The report says that it is estimated that there are another 32.5 million hectares of organic wild areas and non-agricultural land bringing the total organic farm land to 69.7 million hectares.
The countries with the largest organic areas of form land are Argentina, the US and Australia, which the Falkland Islands with 35.9 per cent if its land, Liechtenstein with 27.3 per cent if its land and Austria with 19.7 per cent of its land have the highest proportions of organic farm land.
Oceania has 12.2 million hectares of organic farmland, Europe 10.6 million hectares and Latin America 8.4 million hectares, while Asia had 2.8 million hectares.
The greatest demand for organic food is in the US and Europe – accounting for more than 90 per cent of sales.
Sales in the US during 2011, the latest year recorded in the report, were worth €21 billion. In Europe, Germany had sales worth €6.6 billion, while France had sales of €3.8 billion.
While Europe as a whole is experiencing a rise in organic food sales, the UK has seen its market slide.
The UK saw a 1.5 per cent decrease in sales overall in 2011 down to £1.64 billion and the number of businesses fell by 4.9 per cent to 6,929. The amount of farmland devoted to organic farming also fell – by 8.7 per cent to 656,000 hectares.
However, the report shows that despite these falls, there are areas of significant growth for organic Products including parts of the dairy sector, large specialist retailers, home delivery, non-food products and catering.
In Europe, the highest average annual consumption was in Switzerland, where it reached €177 per person.
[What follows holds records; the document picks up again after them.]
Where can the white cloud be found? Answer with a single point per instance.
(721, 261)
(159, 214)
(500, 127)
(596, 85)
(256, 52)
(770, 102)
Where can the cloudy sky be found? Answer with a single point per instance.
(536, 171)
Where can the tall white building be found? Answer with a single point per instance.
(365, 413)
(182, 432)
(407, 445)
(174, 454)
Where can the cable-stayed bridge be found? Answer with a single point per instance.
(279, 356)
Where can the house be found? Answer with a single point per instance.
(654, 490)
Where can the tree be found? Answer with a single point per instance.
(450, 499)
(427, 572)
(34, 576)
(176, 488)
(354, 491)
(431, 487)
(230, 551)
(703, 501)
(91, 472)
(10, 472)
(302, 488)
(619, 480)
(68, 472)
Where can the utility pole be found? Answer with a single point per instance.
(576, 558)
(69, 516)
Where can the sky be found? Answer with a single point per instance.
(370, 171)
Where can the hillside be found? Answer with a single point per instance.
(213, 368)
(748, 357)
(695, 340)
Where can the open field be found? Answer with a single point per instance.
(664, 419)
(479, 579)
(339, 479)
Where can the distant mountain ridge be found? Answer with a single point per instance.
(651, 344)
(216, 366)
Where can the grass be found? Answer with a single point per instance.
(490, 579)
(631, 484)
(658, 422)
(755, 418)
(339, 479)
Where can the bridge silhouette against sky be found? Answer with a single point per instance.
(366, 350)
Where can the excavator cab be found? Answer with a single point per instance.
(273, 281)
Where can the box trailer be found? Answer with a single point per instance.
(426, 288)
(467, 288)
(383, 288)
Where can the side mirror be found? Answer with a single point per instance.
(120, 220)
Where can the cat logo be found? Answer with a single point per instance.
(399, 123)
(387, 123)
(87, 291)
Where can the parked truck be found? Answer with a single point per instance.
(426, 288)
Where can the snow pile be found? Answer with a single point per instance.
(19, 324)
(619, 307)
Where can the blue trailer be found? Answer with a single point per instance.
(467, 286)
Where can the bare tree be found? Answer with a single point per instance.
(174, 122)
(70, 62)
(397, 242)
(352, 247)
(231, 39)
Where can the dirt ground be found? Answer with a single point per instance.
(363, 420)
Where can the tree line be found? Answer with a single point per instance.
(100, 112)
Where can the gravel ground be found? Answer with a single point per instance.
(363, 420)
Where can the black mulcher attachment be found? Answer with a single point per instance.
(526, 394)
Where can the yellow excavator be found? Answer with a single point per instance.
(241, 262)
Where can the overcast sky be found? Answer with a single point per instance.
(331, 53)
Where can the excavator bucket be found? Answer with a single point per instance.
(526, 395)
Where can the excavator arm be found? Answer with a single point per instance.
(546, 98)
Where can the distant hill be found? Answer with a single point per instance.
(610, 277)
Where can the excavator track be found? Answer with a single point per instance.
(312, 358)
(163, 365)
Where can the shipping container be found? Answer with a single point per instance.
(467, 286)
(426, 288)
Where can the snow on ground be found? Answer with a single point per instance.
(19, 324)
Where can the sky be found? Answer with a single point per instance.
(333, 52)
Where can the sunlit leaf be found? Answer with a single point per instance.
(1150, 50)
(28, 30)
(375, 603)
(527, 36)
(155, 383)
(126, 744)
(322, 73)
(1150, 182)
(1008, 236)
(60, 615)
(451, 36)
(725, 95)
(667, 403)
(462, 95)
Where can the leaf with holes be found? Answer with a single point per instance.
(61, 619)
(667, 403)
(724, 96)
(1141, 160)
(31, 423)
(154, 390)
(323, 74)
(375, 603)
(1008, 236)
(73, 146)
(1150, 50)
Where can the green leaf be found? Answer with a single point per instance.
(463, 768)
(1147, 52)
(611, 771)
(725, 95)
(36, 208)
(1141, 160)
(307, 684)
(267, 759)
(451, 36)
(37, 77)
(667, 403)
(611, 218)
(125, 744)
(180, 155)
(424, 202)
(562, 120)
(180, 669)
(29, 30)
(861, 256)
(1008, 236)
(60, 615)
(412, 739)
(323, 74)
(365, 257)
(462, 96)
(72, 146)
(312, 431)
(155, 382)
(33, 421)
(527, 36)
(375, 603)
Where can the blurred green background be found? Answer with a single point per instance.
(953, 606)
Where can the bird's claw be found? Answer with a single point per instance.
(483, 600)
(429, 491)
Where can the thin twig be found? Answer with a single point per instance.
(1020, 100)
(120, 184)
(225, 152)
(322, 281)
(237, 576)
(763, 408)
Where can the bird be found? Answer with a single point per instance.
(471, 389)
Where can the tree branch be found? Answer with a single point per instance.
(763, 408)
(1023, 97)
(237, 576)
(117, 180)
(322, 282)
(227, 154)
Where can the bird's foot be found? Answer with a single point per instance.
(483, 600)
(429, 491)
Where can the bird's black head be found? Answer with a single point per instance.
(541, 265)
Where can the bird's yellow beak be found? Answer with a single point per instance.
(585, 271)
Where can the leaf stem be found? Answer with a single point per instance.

In Denmark it was €162 and Luxembourg €134.
The highest market shares of the food and drink market for organic products were in Denmark, Switzerland and Austria.
Europe is the largest consumer of organic foods and overall organic farming accounts for 2.2 per cent of the total European farm land and 5.4 of the farm land within the EU.
Overall in Europe organic sales grew by nine per cent in 2011 to reach €21.5 billion.
The Soil Association report shows that the US organic market, while being the biggest, is dominated by large companies throughout the supply chain.
With an organic land area of 2.7 million hectares, the market is worth €22.9 billion and sales of organic produce grew by 9.4 per cent in 2011 to €21 billion. Organic products now account for four per cent of food and drink sales.
The US organic market received a boost in the middle of last year, when EU and US organic standards were recognised as equivalent, removing the need for separate certification.
The report says that Latin America with 8.4 million hectares of organic farm land is an important producer and exporter, with growing domestic consumer markets and with Brazil leading the way.
The report shows that the Asian market for organic produce is growing steadily as the awareness of organic methods bolsters demand.
Most sales are in the affluent countries such as Japan, South Korea, Taiwan, Hong Kong, Malaysia and Singapore.
Most of the organic produce, however, is imported from Australasia, Europe and the US.
The market in Australia, New Zealand and the Pacific Islands is relatively small, but Australia and New Zealand are both important producers of organic product.
The report says that Africa is a continent of mass small-scale organic farming with more than half a million producers on 1.1 million hectares of land. Almost all the organic produce goes for export and largely to the EU.
The report concludes: “Against an uncertain background in the UK there is encouraging news in the continuing growth of organic food sales elsewhere in Europe and in North America.
“This growth shows no sign of abating, and indicates that the long-term prospects for the organic market in the UK should also be good.
“It is hard to anticipate when the UK market will return to growth, but less difficult to predict that it will surely do so.
“The new wave of interest in ethical shopping among young consumers has the potential to lead the organic revival.”